Яна Тобосо. Темный дворецкий
Война — это не покер! Ее нельзя объявлять, когда вздумается.
Григорий Горин. Тот самый Мюнхгаузен
РОМАН
Пролог
Двигатель заглох, ветер мгновенно унес легкий запах бензина, последняя связь с цивилизаций оборвалась.
Мистер Картрайт, при рождении нареченный Огастом Октавианом Пэйджем, принял этот факт с присущим ему стоицизмом: медленно стащил мотоциклетные очки, покрытые рыхлым слоем пыли, и огляделся.
Можно ли представить себе картину более зловещую и удручающую?

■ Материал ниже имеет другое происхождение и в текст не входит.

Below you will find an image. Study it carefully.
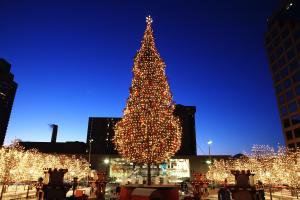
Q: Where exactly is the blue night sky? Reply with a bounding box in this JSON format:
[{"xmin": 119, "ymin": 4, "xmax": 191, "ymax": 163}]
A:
[{"xmin": 0, "ymin": 0, "xmax": 283, "ymax": 154}]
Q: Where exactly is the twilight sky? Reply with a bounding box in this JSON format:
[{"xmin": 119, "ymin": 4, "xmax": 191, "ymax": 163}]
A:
[{"xmin": 0, "ymin": 0, "xmax": 283, "ymax": 154}]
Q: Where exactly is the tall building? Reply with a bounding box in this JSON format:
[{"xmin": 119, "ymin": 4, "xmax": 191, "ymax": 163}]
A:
[
  {"xmin": 0, "ymin": 59, "xmax": 18, "ymax": 146},
  {"xmin": 87, "ymin": 104, "xmax": 197, "ymax": 155},
  {"xmin": 265, "ymin": 0, "xmax": 300, "ymax": 148}
]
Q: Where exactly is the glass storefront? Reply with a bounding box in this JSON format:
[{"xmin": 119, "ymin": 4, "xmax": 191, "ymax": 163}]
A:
[{"xmin": 109, "ymin": 158, "xmax": 190, "ymax": 184}]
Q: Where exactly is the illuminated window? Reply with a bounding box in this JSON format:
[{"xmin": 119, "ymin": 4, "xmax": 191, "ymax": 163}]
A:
[
  {"xmin": 283, "ymin": 38, "xmax": 292, "ymax": 49},
  {"xmin": 291, "ymin": 115, "xmax": 300, "ymax": 125},
  {"xmin": 287, "ymin": 49, "xmax": 296, "ymax": 60},
  {"xmin": 286, "ymin": 90, "xmax": 295, "ymax": 101},
  {"xmin": 283, "ymin": 119, "xmax": 291, "ymax": 128},
  {"xmin": 280, "ymin": 106, "xmax": 287, "ymax": 116},
  {"xmin": 283, "ymin": 79, "xmax": 292, "ymax": 88},
  {"xmin": 294, "ymin": 128, "xmax": 300, "ymax": 138},
  {"xmin": 285, "ymin": 131, "xmax": 293, "ymax": 140},
  {"xmin": 288, "ymin": 102, "xmax": 297, "ymax": 113}
]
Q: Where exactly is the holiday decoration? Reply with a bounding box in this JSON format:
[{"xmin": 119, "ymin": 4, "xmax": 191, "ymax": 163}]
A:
[
  {"xmin": 113, "ymin": 16, "xmax": 182, "ymax": 184},
  {"xmin": 0, "ymin": 142, "xmax": 89, "ymax": 184},
  {"xmin": 207, "ymin": 145, "xmax": 300, "ymax": 188}
]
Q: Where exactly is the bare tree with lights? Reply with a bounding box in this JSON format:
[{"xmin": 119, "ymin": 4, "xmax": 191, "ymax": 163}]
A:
[{"xmin": 114, "ymin": 16, "xmax": 182, "ymax": 184}]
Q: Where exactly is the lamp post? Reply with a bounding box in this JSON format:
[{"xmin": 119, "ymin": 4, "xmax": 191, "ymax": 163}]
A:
[
  {"xmin": 103, "ymin": 158, "xmax": 110, "ymax": 175},
  {"xmin": 89, "ymin": 138, "xmax": 94, "ymax": 167},
  {"xmin": 207, "ymin": 140, "xmax": 213, "ymax": 163}
]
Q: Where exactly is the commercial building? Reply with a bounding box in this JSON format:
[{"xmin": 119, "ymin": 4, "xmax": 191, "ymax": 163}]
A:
[
  {"xmin": 0, "ymin": 59, "xmax": 18, "ymax": 146},
  {"xmin": 20, "ymin": 105, "xmax": 231, "ymax": 183},
  {"xmin": 265, "ymin": 0, "xmax": 300, "ymax": 148}
]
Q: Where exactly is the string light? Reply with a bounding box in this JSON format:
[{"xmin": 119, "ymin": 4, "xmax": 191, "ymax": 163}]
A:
[
  {"xmin": 0, "ymin": 142, "xmax": 89, "ymax": 183},
  {"xmin": 207, "ymin": 145, "xmax": 300, "ymax": 188},
  {"xmin": 113, "ymin": 16, "xmax": 182, "ymax": 164}
]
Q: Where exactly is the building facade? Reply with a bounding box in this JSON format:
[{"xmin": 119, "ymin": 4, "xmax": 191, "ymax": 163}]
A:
[
  {"xmin": 0, "ymin": 59, "xmax": 18, "ymax": 146},
  {"xmin": 265, "ymin": 0, "xmax": 300, "ymax": 148},
  {"xmin": 87, "ymin": 104, "xmax": 197, "ymax": 155}
]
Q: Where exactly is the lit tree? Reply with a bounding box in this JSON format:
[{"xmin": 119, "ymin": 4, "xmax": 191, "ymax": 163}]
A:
[
  {"xmin": 114, "ymin": 16, "xmax": 182, "ymax": 184},
  {"xmin": 207, "ymin": 145, "xmax": 300, "ymax": 188}
]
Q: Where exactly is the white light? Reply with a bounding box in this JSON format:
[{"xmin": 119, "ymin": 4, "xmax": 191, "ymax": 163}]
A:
[{"xmin": 104, "ymin": 158, "xmax": 109, "ymax": 164}]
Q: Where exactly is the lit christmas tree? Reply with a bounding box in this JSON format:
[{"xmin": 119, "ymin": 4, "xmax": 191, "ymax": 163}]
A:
[{"xmin": 114, "ymin": 16, "xmax": 182, "ymax": 184}]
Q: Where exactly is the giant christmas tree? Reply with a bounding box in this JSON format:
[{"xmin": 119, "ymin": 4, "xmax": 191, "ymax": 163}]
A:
[{"xmin": 114, "ymin": 16, "xmax": 182, "ymax": 184}]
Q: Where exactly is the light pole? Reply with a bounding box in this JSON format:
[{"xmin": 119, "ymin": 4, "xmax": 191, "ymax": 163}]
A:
[{"xmin": 207, "ymin": 140, "xmax": 213, "ymax": 163}]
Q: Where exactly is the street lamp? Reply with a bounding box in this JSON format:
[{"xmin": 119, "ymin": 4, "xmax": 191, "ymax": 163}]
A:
[
  {"xmin": 104, "ymin": 158, "xmax": 109, "ymax": 165},
  {"xmin": 89, "ymin": 138, "xmax": 94, "ymax": 167},
  {"xmin": 207, "ymin": 140, "xmax": 213, "ymax": 157}
]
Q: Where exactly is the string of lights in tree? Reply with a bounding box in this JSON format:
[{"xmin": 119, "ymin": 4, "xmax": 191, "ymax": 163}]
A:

Зеленые травы укрывали холмы вокруг, мелкие цветочки вспыхивали то здесь, то там. Редкие деревья да громадные, иссеченные стихиями валуны тоскливо высились среди пустоши. Камни, общим числом семь, некогда располагались полукругом на плоской вершине кургана. Один из них рухнул, поверженный в нескончаемой битве со временем. Зато остальные лишь заострились да побелели от дождей и ветров и теперь торчали как клыки свирепого доисторического монстра. Мегалиты, как гигантские антенны, излучают в воздух тревогу и безнадежность. Подушечки пальцев мистера Картрайта неприятно похолодели — казалось, он улавливал эти магические волны.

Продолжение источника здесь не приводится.